Certainly, you know that Jesus suffered more than just the physical pain of the crucifixion. When He cried out, “My God, My God, why have You forsaken me?” he was experiencing something that no one on this side of hell will ever understand. The best we can do is imagine that being forsaken by God to be far more terrifying and painful than anything Jesus ever suffered at the hands of man. At that moment Christ was living His love for you in a way that simply cannot be expressed with human words or understood with the human mind and can only be believed by the faith the Holy Spirit creates in each of us through the gospel. The Scriptures are clear. You simply can’t talk about God’s love without the cross because the cross is what God’s love is all about.

My friends, Jesus has a vision for His church. In Luke 24 (46-47) we read, “This is what is written: The Christ will suffer and rise from the dead on the third day, and repentance and forgiveness of sins will be preached in his name to all nations, beginning at Jerusalem.” Clearly, Jesus tells His church that we are to share His love by proclaiming repentance and the forgiveness of sins in His name to all nations. And since God has placed us here in Lafayette, Jesus’s vision for us is to proclaim repentance and the forgiveness of sins in His name beginning right here. 

And because this is our Savior’s vision for His church, I have no choice but to preach repentance and forgiveness of sins in His name every time we gather together around His Word and sacraments. That’s how Jesus has commanded me to serve you His love. If I don’t call on you to repent so that you might be forgiven all your sins, then I have not served you the love of God.

Consider your baptism.

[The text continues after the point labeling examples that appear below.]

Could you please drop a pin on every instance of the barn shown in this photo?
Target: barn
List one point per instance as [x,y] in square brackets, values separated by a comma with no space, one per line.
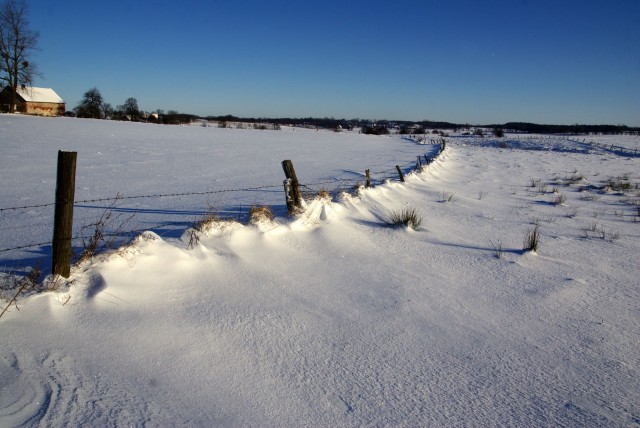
[31,100]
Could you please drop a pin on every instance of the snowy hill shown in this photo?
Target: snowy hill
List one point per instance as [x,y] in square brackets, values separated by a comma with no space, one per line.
[332,318]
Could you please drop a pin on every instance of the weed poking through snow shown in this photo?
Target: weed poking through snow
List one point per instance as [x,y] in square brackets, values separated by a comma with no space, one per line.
[532,240]
[408,217]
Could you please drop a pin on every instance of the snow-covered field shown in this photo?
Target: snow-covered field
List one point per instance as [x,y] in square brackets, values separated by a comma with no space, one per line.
[332,318]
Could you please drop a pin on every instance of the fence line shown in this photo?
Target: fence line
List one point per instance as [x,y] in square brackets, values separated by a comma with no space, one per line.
[343,184]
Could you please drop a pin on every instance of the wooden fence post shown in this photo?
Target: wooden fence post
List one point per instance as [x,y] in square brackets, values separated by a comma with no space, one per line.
[63,220]
[294,196]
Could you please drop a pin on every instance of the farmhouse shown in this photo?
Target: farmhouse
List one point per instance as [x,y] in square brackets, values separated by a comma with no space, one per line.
[30,100]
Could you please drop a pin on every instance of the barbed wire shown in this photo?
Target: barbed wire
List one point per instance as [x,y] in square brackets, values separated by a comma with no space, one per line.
[28,207]
[342,184]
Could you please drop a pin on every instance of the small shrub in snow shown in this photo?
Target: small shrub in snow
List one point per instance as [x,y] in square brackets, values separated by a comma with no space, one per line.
[532,240]
[258,214]
[324,194]
[408,217]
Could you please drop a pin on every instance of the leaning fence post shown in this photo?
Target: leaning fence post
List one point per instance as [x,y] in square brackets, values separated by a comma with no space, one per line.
[63,220]
[294,196]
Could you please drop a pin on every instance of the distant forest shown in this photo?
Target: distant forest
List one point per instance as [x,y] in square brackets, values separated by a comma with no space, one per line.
[427,126]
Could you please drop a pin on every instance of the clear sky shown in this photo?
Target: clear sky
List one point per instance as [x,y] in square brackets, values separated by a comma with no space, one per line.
[467,61]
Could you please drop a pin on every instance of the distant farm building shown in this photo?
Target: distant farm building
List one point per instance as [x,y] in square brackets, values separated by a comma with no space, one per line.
[37,101]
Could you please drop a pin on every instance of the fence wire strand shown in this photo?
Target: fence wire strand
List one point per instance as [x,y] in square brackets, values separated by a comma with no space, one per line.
[342,185]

In the book of Acts we read the words, “Repent and be baptized, every one of you, in the name of Jesus Christ for the forgiveness of your sins.” Every time you see a baptism, you are seeing God’s love in action. Every time you think about your baptism, you are remembering how God, because of His love for you, combined His Word with water for the forgiveness of your sins and the birth of a new life. As that new life in us continues to be nurtured throughout our earthly lives, we regularly confess our sins to God and receive His absolution, His Word of forgiveness. Jesus is showing His love for you.

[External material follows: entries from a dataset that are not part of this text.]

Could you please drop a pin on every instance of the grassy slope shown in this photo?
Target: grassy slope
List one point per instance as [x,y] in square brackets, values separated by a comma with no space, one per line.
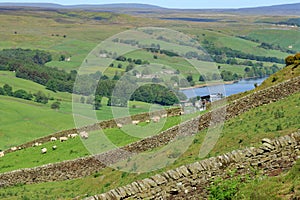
[75,148]
[284,186]
[250,129]
[282,37]
[22,121]
[29,86]
[286,73]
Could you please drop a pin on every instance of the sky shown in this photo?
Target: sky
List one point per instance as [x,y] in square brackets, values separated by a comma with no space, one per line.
[171,3]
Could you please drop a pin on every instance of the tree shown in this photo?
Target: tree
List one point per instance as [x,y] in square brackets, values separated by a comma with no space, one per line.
[189,78]
[8,90]
[55,105]
[97,102]
[40,97]
[129,67]
[289,60]
[2,92]
[82,99]
[202,78]
[22,94]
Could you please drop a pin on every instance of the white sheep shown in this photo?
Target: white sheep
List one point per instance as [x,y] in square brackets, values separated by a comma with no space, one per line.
[135,122]
[164,116]
[13,148]
[84,135]
[63,139]
[44,150]
[73,135]
[156,119]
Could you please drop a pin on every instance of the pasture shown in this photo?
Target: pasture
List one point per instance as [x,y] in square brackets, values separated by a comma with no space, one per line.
[247,128]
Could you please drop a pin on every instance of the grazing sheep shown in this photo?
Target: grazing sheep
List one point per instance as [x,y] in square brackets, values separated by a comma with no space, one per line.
[13,148]
[156,119]
[44,150]
[164,116]
[73,135]
[84,135]
[62,139]
[37,144]
[135,122]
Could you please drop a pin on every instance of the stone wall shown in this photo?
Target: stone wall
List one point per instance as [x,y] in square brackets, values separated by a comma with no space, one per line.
[89,165]
[101,125]
[191,181]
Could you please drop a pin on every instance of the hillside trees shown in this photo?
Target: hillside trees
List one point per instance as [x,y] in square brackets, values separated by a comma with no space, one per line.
[292,59]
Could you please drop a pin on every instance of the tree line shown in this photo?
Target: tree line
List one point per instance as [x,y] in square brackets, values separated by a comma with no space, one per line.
[219,52]
[30,64]
[38,97]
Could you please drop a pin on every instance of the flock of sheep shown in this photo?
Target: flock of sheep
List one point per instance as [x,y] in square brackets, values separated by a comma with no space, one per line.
[155,119]
[83,135]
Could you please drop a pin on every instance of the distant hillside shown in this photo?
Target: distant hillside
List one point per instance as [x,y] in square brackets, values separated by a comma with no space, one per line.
[285,9]
[83,6]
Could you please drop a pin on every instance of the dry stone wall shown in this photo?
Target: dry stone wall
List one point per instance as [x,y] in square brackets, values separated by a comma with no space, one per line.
[102,125]
[89,165]
[191,181]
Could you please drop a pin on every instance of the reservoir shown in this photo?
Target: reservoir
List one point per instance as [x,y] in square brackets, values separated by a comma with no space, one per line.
[227,90]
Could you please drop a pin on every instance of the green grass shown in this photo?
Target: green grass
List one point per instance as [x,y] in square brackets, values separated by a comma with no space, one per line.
[250,127]
[22,121]
[29,86]
[98,142]
[284,186]
[284,38]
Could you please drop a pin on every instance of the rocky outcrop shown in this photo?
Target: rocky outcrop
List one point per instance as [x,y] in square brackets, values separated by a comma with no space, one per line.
[273,156]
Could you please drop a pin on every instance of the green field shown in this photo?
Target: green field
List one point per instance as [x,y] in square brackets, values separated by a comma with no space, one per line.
[250,129]
[75,148]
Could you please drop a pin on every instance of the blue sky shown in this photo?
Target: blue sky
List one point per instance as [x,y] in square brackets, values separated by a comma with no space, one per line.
[172,3]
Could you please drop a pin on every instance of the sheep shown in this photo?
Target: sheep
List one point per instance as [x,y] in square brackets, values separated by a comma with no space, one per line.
[156,119]
[13,148]
[135,122]
[62,139]
[164,116]
[37,144]
[84,135]
[44,150]
[73,135]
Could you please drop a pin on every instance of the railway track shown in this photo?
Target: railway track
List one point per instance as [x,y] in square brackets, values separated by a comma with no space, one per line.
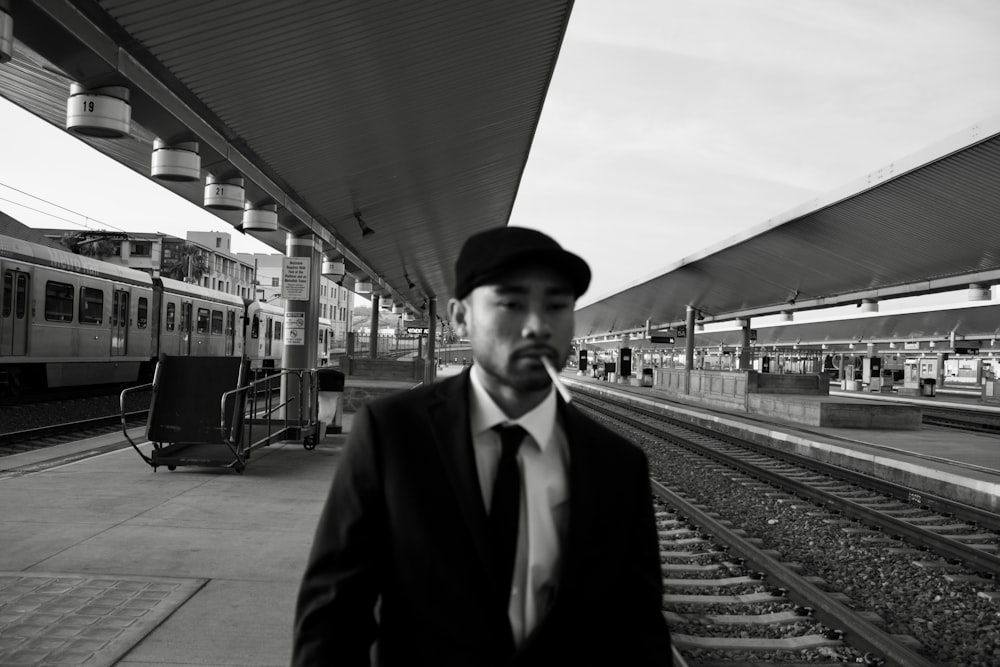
[727,600]
[825,523]
[26,440]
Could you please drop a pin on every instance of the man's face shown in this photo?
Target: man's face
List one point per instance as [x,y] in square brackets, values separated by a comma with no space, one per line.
[512,323]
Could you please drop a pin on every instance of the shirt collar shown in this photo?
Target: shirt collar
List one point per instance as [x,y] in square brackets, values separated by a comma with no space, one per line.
[539,422]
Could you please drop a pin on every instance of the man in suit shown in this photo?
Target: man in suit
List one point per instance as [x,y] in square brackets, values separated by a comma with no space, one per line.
[482,520]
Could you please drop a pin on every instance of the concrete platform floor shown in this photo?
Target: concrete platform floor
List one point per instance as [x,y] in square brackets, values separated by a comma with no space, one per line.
[210,558]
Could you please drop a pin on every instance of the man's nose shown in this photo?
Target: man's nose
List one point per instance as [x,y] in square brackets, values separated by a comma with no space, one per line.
[536,325]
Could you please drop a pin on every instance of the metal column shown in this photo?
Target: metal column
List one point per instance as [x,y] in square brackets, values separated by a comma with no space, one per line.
[373,338]
[745,350]
[430,365]
[689,341]
[300,289]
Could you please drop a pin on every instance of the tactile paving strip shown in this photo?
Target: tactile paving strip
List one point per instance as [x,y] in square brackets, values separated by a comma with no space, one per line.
[50,620]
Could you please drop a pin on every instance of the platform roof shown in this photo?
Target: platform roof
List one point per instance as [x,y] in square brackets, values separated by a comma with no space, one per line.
[923,224]
[421,115]
[417,115]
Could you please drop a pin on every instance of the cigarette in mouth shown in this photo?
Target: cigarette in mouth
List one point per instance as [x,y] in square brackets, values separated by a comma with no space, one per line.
[560,387]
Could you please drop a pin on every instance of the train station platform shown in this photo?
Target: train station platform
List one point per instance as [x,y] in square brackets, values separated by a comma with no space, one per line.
[105,562]
[960,465]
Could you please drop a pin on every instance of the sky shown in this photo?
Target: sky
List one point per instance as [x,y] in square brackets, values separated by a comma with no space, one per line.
[669,127]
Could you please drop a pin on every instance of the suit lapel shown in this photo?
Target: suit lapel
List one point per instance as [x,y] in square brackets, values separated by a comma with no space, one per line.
[450,421]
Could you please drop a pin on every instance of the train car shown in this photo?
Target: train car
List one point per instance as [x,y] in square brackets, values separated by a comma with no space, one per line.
[195,321]
[263,344]
[69,320]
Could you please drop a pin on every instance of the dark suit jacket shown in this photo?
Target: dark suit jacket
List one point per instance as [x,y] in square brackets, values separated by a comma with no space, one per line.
[405,522]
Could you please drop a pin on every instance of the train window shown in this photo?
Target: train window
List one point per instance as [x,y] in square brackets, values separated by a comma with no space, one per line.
[8,293]
[58,302]
[91,305]
[202,326]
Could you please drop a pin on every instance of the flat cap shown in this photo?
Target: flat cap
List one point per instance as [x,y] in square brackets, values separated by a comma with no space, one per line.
[489,255]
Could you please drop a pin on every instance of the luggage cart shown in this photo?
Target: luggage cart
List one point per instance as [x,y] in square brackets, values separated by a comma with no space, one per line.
[203,412]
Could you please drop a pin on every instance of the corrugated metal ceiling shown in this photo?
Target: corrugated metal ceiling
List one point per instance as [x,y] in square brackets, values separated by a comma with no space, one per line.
[419,115]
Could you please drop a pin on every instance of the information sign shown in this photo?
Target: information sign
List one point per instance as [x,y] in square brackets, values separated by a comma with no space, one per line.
[295,328]
[295,278]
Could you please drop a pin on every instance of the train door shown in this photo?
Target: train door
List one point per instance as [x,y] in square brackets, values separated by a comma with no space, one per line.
[119,323]
[14,314]
[231,333]
[184,330]
[267,337]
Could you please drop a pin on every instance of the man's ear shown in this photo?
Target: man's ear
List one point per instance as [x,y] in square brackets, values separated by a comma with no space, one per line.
[458,314]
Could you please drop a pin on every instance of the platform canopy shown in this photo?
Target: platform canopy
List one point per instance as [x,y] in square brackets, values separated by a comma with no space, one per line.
[926,223]
[410,119]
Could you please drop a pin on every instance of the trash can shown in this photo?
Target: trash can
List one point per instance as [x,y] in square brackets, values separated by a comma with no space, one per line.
[927,386]
[330,395]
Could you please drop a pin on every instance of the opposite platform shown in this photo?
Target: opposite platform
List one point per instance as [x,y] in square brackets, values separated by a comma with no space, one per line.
[950,463]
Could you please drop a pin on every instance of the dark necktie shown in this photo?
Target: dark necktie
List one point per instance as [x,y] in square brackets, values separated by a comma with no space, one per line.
[505,508]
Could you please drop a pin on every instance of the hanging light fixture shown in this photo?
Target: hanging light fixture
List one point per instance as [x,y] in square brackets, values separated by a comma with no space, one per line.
[365,229]
[224,194]
[333,266]
[99,112]
[176,162]
[263,218]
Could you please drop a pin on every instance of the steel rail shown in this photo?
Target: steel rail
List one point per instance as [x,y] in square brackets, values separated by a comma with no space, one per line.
[864,635]
[976,559]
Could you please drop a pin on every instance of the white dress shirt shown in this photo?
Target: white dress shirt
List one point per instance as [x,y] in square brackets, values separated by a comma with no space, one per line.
[543,459]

On the night when Jesus was betrayed, He took bread and wine and instituted His Supper.  He has promised that in, with, and under those earthly elements, combined to His Word, He gives His very body and blood for the forgiveness of your sin. Again, this is how Jesus pours out His love for us.  

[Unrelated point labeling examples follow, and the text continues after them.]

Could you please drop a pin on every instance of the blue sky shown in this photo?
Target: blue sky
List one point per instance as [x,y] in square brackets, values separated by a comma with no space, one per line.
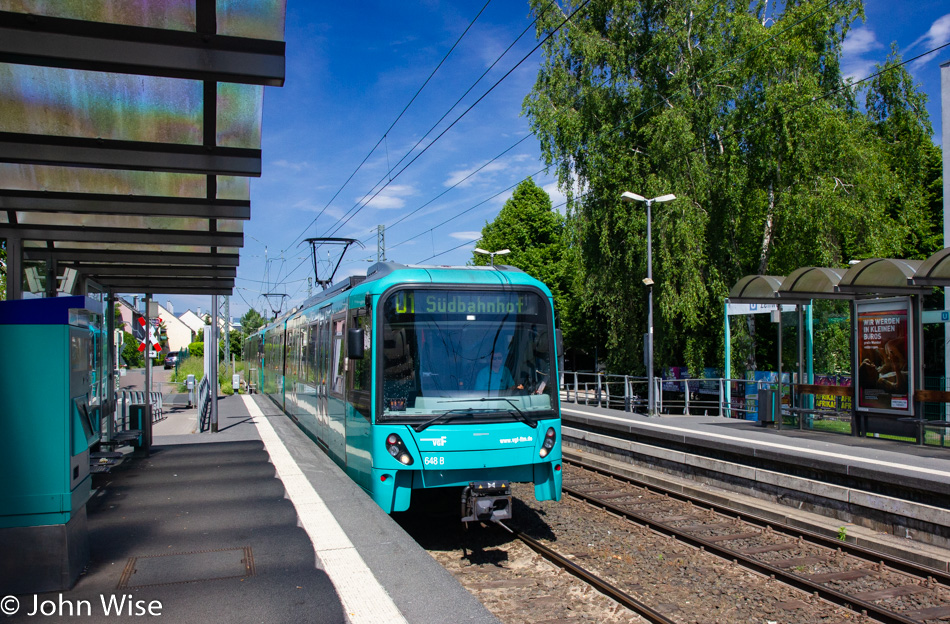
[352,67]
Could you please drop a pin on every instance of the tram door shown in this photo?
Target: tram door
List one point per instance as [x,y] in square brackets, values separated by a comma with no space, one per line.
[336,402]
[322,365]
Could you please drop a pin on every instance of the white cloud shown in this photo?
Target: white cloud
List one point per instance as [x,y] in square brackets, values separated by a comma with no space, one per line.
[937,35]
[859,42]
[392,197]
[557,197]
[293,166]
[457,177]
[472,235]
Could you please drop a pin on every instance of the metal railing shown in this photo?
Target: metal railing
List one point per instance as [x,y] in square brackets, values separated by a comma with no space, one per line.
[124,399]
[701,396]
[204,404]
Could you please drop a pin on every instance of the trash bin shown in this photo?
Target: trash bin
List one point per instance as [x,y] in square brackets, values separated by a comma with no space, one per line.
[138,420]
[767,401]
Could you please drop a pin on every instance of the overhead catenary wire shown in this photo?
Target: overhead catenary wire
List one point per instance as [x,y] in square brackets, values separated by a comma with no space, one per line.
[390,169]
[393,124]
[675,94]
[359,206]
[848,85]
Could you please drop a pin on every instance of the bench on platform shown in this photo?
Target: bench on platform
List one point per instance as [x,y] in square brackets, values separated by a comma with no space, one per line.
[822,390]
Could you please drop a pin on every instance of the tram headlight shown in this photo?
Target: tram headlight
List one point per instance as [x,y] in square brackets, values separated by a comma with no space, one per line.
[549,439]
[396,448]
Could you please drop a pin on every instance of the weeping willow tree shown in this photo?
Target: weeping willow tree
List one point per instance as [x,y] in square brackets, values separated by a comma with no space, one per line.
[742,112]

Every time we confess the Creed, we recite a summary of the love that Jesus has shown for us as He was conceived by the Holy Spirit, born of the virgin Mary, suffered under Pontius Pilate, was crucified, died, and buried, descended into hell, rose from the dead, ascended into heaven, and promises to return to take us home with Him. All of these are acts of love which were done by Christ for you and me and all who are born of sin.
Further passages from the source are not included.